Jerry Penner, CEO of the Murray Calloway County Hospital, said the increase in positive tests is not because the amount of testing has increased.
“At one point, MCCH was testing 100 – 150 patients or more per day with few positive results,” Penner said. “More recently, MCCH is only testing 35 – 50 patients a day with a much higher positive rate than we have seen over the past three months.”
Penner said he is not surprised Calloway County is experiencing an increase in cases.
“This happens when an entire family may be positive or because people attended the same event, party or a barbeque, and someone at the gathering becomes symptomatic and tests positive,” Penner said.
MCCH is also experiencing a trend similar to what’s happening nationally. There has been an increase of younger people, ages from 19 to 36, who are testing positive.

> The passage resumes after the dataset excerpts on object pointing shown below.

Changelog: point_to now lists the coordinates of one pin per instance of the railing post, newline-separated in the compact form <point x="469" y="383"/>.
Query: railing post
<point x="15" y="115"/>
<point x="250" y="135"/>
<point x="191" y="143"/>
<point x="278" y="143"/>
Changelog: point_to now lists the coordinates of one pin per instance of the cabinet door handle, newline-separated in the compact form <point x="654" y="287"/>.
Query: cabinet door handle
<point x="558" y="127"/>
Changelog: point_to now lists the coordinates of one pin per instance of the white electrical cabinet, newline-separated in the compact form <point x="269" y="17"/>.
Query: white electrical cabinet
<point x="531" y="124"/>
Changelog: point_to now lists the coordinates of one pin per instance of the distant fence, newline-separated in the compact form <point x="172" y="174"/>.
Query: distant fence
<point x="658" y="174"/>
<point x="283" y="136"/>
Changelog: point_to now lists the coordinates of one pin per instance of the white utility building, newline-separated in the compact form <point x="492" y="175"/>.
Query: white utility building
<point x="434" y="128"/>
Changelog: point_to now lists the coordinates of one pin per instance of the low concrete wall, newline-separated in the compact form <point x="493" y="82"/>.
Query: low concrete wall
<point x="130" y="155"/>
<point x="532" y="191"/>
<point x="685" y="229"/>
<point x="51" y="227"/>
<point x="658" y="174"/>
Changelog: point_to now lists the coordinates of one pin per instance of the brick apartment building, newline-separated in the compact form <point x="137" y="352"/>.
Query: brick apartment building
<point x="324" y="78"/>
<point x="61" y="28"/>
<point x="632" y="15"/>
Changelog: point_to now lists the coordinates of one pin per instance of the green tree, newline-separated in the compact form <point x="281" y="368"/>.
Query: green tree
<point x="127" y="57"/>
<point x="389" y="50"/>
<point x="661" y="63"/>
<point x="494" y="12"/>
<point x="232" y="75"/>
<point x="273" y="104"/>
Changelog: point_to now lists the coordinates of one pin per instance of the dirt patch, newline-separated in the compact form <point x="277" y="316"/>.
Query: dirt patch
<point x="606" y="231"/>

Because of the increase, Penner said he is concerned about the impact it could have on the hospital. With the increase of cases, hospitalizations have also increased.
“Nationally, outbreaks in Tampa, Los Angeles, Phoenix, Dallas and Houston have led to increased strain on Intensive Care Units at local hospitals as people have become more ‘social’ thinking the pandemic has slowed,” Penner said. “Just like in Arizona, California, Texas and Florida, the same impact could occur in Calloway County.”
Gov. Andy Beshear has also expressed concerns about the increase in cases nationally and what it could mean for Kentucky. As of press time, Kentucky has a total of 15,232 cases of COVID-19 while the country has a total of 2,652,320 cases.
“We see states in the South like Florida and Texas with rising cases and know it could happen here in Kentucky,” Beshear said. “It wasn’t anything magic that led us to our early success. It was us truly coming together as a people and showing that the lives of other Kentuckians is more important to us than anything.”
Ahead of Fourth of July weekend, Penner said the best advice for prevention is continuing to wear masks and social distance.
“Please wear a mask when you are out and seriously consider doing the same when you are concentrated indoors with many people especially as you look forward to spending a nice Fourth of July weekend with family and friends,” Penner said. “While COVID may not impact the younger people as greatly, it does create an issue when they mix company with our vulnerable elderly population.”